Attention is now focused on 3 main components of the hardware:
- Array controller
We raised the same issue with Microsoft with the 0xA error and other minidumps and they came back with this following:
By checking the Memory dump it shows a problem which cannot be explained from software level. There is one bit flip in data saved on stack.
Usually, this is not a software level behavior as it is unusual to see driver or application tries to modify only one bit in the kernel data especially in stack, as data in stack is private to function being called, which means the other thread will not be aware of the what kind of data saved in stack and also not able to touch them directly.
This definitely sounds like something a fautly memory or cache would do.
We tried to get HP support engineers to help us out with the problem, but they hardly made an impact to our troubles. The hardware diagnostics on the server did not turn up any abnormalies, which we already expected it to. Also as no hardware were showing errors, they were very reluctant to do any swap-outs for us, we had to talk to our HP account manager to get things sorted out.
Since our first suspicion was the array controller, we had the motherboard swapped out. Powered up and server and waited… before long, its BSODing again!
Next on the list were the RAMs, swapped it out, powered up and waited… again…. and BSODing continues.
Now we were at our wits end wonder if it could be the CPUs or the hard disks, but generally issues from CPU and hard disks don’t manifest that type of errors as seen in the 0xA diagnosis.
Then one of my colleague suggested that we changed the cache module on the array controller. It is a separate daughterboard on the mainboard and so we had it swapped out.
Now that solved the problem! The server had not BSOD for over 5 days when it would be doing so every day at least twice before the swap out.

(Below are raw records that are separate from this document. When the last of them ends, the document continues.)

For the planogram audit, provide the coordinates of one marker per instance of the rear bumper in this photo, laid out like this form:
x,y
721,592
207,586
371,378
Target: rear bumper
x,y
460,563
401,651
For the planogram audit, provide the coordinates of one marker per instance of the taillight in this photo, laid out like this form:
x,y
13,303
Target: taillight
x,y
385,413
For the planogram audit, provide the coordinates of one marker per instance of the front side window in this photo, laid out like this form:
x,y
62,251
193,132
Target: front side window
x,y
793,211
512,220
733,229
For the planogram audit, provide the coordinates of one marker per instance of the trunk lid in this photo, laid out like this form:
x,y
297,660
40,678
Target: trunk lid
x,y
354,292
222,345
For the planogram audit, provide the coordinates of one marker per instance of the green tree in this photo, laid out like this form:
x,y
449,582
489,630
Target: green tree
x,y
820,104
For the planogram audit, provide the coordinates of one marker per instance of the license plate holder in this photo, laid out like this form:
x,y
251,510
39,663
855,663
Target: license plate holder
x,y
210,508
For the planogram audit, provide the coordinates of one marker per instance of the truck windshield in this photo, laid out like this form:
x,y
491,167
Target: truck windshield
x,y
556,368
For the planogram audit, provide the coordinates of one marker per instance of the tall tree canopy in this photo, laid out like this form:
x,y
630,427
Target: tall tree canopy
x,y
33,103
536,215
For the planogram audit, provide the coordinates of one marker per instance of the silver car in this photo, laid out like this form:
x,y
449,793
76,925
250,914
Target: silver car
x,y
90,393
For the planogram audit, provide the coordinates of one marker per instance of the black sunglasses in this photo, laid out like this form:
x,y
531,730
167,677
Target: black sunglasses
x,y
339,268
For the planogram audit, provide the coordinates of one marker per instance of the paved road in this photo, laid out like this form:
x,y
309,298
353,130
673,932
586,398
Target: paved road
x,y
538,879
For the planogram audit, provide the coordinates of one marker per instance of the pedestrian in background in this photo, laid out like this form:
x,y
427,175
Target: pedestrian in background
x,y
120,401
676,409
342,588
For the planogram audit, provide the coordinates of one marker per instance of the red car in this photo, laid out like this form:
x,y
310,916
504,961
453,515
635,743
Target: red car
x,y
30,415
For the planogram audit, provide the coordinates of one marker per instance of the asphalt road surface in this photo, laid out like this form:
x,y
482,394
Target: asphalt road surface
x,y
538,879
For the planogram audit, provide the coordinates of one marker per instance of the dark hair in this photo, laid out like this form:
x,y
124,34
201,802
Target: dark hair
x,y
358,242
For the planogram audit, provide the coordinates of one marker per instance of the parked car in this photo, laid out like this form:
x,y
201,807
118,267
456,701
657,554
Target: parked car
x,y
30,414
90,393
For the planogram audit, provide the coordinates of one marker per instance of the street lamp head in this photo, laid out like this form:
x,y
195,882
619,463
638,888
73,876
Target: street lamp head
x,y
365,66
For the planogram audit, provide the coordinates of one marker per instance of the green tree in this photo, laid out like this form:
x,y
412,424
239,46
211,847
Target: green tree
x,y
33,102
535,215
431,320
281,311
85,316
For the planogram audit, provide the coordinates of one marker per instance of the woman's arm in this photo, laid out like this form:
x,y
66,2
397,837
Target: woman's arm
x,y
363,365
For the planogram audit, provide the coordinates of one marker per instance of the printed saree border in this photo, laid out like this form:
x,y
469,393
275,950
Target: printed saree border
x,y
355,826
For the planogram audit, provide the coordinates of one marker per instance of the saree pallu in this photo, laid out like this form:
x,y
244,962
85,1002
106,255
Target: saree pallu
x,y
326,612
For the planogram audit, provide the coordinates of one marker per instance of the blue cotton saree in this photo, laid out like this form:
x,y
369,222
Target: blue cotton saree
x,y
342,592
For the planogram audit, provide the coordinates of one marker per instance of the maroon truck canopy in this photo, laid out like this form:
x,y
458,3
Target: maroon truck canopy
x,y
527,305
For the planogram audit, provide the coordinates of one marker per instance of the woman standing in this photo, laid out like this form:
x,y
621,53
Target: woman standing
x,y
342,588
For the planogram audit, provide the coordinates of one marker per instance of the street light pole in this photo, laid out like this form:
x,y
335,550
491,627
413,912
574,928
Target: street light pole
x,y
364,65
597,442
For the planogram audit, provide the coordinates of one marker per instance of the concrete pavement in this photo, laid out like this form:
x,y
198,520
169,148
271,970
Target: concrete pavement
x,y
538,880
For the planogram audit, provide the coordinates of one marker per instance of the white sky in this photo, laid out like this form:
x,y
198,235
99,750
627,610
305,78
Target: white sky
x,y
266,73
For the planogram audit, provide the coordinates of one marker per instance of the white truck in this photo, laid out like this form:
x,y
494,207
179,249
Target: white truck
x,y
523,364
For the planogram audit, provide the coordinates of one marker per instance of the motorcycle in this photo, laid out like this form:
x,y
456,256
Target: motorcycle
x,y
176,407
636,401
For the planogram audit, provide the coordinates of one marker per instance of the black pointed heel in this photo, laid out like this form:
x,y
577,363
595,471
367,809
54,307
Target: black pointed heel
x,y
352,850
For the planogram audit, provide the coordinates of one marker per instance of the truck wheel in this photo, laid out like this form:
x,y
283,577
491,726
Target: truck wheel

There we have it, a tiny cache module causing us 2-3 weeks of troubleshooting and countless visits to the datacenter.
In hind sight, the error exhibited by the 0xA error could not have been the main memory, after all, these have error correction and it would be highlight if any of the RAMs had an issue. But then I have seen weird issues with server where undetected faulty RAMs were the cause of the problem, but that was a few years ago…
The issue was indeed related to the array controller and so most of our diagnosis was somewhat pointing to the right culprit, just the wrong module!